Half-Ass Book Review: Things I’ve Learned From Women Who’ve Dumped Me (May 13)

Rejection is funny. Sure, it’s not usually hilarious at the time, but sometimes it gets there. I didn’t laugh when I was told “You’re the guy I’m going to want when I get my life together. Well, not you exactly, but somebody like you.” But years later, it’s, well, still pretty painful, actually. But a little funny.

That’s the theory behind the new book Things I’ve Learned From Women Who’ve Dumped Me, a collection edited by former Onion writer and current head writer of The Colbert Report, Ben Karlin. More than 30 comedians and writers contribute their essays on what they’ve learned from rejection, and the results are often hilarious.

The line-up includes big names like Stephen Colbert, Patton Oswalt, Andy Richter, Bob Odenkirk, and Will Forte. Less famous, but still impressive, are Larry Wilmore (Senior Black Correspondent on The Daily Show), David Wain (Stella), Paul Simms (Creator of NewsRadio), Dan Vebber (Futurama), Senator Bob Kerrey, and Fountains of Wayne lead singer Adam Schlesinger. That’s a dream team right there, especially if you, like me, dream about comedy writers.

It’s to everybody’s credit that the collection doesn’t get monotonous. One would think tales of rejection would soon start to repeat themselves. It turns out, there are many kinds of heartbreak, and just as many ways to write about them. Undeclared writer Rodney Rothman interviews the first girl he ever kissed, and finds out, in a stunning display of awkwardness, that she doesn’t even remember him. Wain presents the story of the woman who kept canceling their plans as a screenplay. Odenkirk’s piece is a motivational seminar on the exact right amount of time to stay in a bad relationship (Nine years, for the record). Larry Wilmore writes about his infant daughter’s rejection of him, and Colbert’s submission is purportedly edited by his wife.

The vast majority of essays, whether from big names or lesser-knowns, knock it out of the park. Tom McCarthy’s summer camp reminiscence is tender and funny, and actually made me forget that he played the much-reviled Templeton on The Wire.
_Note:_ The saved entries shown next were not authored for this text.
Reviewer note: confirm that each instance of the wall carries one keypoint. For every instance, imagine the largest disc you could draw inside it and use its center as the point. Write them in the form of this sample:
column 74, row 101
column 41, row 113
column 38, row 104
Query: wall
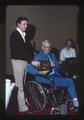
column 56, row 23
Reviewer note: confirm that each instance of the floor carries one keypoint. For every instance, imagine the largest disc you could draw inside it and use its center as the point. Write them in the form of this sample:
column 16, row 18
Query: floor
column 12, row 108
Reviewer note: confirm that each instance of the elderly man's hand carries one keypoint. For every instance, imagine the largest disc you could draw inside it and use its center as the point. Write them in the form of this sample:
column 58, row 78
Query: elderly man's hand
column 35, row 63
column 43, row 72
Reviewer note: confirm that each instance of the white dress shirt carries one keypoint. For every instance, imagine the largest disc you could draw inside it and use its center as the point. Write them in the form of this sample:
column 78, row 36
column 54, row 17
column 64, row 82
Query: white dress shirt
column 67, row 53
column 22, row 33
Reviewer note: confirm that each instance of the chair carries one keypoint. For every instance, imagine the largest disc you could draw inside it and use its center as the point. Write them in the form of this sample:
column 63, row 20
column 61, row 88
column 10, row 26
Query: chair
column 41, row 95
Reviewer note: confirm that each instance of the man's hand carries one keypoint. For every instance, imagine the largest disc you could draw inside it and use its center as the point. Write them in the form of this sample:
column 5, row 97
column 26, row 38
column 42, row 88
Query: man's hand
column 35, row 63
column 52, row 64
column 43, row 72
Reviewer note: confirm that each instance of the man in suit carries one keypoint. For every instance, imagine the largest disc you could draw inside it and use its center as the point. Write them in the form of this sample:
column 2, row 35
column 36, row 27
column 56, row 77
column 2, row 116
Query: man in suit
column 20, row 57
column 53, row 77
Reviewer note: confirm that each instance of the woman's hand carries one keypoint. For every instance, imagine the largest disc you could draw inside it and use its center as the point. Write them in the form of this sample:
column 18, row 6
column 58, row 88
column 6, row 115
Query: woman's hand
column 35, row 63
column 43, row 72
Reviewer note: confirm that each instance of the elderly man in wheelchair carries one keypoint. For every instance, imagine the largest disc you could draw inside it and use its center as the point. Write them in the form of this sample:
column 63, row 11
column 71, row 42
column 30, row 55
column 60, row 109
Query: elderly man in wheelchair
column 46, row 80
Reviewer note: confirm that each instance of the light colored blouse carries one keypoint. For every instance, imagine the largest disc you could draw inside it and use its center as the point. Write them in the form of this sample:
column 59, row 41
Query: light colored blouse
column 65, row 53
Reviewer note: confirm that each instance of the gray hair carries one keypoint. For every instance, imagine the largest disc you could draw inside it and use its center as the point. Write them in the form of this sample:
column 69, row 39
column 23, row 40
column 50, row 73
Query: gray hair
column 46, row 42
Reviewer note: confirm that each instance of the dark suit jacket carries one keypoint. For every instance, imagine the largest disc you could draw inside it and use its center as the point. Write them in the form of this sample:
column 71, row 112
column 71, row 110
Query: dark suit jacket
column 19, row 49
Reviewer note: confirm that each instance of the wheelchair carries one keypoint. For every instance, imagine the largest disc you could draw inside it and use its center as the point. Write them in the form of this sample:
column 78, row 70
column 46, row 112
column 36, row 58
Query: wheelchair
column 39, row 96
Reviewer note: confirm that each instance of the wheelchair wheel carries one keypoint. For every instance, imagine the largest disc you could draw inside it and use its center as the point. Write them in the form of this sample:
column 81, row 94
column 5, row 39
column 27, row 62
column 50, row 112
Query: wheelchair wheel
column 35, row 96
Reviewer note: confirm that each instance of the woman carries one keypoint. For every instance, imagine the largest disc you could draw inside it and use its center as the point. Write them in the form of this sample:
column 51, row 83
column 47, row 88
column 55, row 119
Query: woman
column 68, row 51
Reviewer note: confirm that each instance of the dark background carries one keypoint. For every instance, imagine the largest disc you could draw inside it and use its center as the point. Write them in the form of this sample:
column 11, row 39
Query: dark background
column 80, row 39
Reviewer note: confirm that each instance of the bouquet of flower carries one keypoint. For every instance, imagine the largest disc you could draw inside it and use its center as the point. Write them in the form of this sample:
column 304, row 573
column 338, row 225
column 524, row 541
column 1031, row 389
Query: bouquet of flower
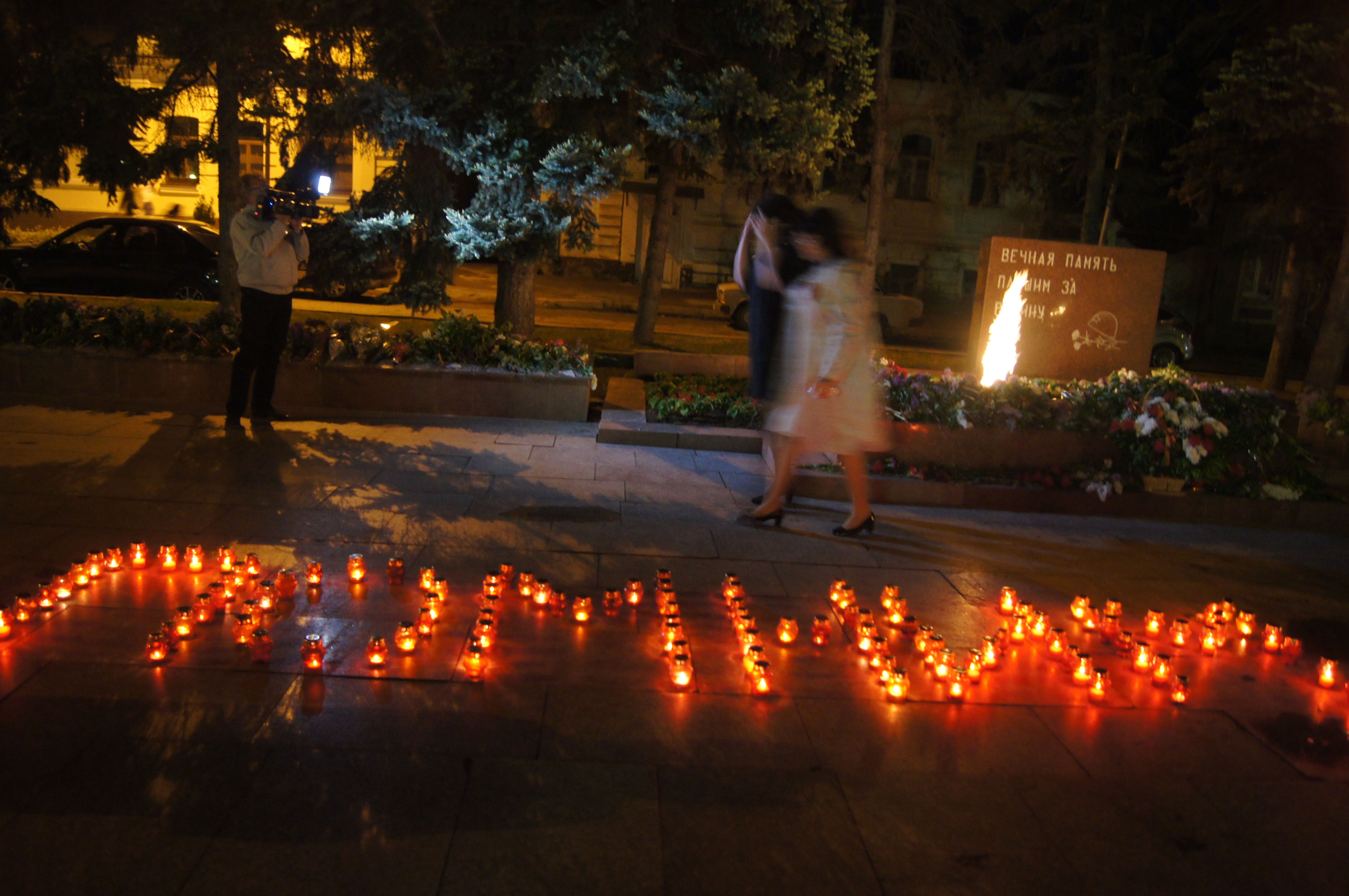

Matt Goodman, who was unknown to me, has a hilarious essay on dry-humping. Neal Pollack has a warm and filthy story about the cat he loved. (Title: Don’t Come on Your Cat). And Senator Kerrey’s entry on finding lost love is surprisingly witty and bittersweet. It’s a real pleasure that the unfamiliar names are so consistently good. You’ll buy the book for Colbert and Patton Oswalt, but you’re going to enjoy Eric Slovin and David Rees just as much.

Karlin did a fine job of choosing contributors. The book contains a nice variety of styles, and the more famous folks don’t phone it in like you might expect. There are no quickly tossed-off pieces in here. Sure, there are a few clunkers, but it’s a high hit-to-miss ratio, and your mileage will vary. For my part, I found playwright Bruce Jay Friedman’s short story to be irritating and disingenuous, and Alex Gregory’s cartoon entries were more than a little flat. Yes, those were the two that broke from the parameters of the format – Friedman turned to fiction (if the story were autobiographical, it might have helped connect if he’d written it that way – as it is, it feels like a fair-to-middling creative writing exercise), and Gregory’s one-liners aren’t funny enough to really warrant their inclusion. Still, the overall product is strong, and highly recommended.

Not only is the book funny, but it just has to make you feel better about your own romantic past. Compared to Dan Vebber’s horrifying attempt at losing his virginity or Andy Selsberg’s all-consuming grudge, my own wreckage seems like a walk in the park.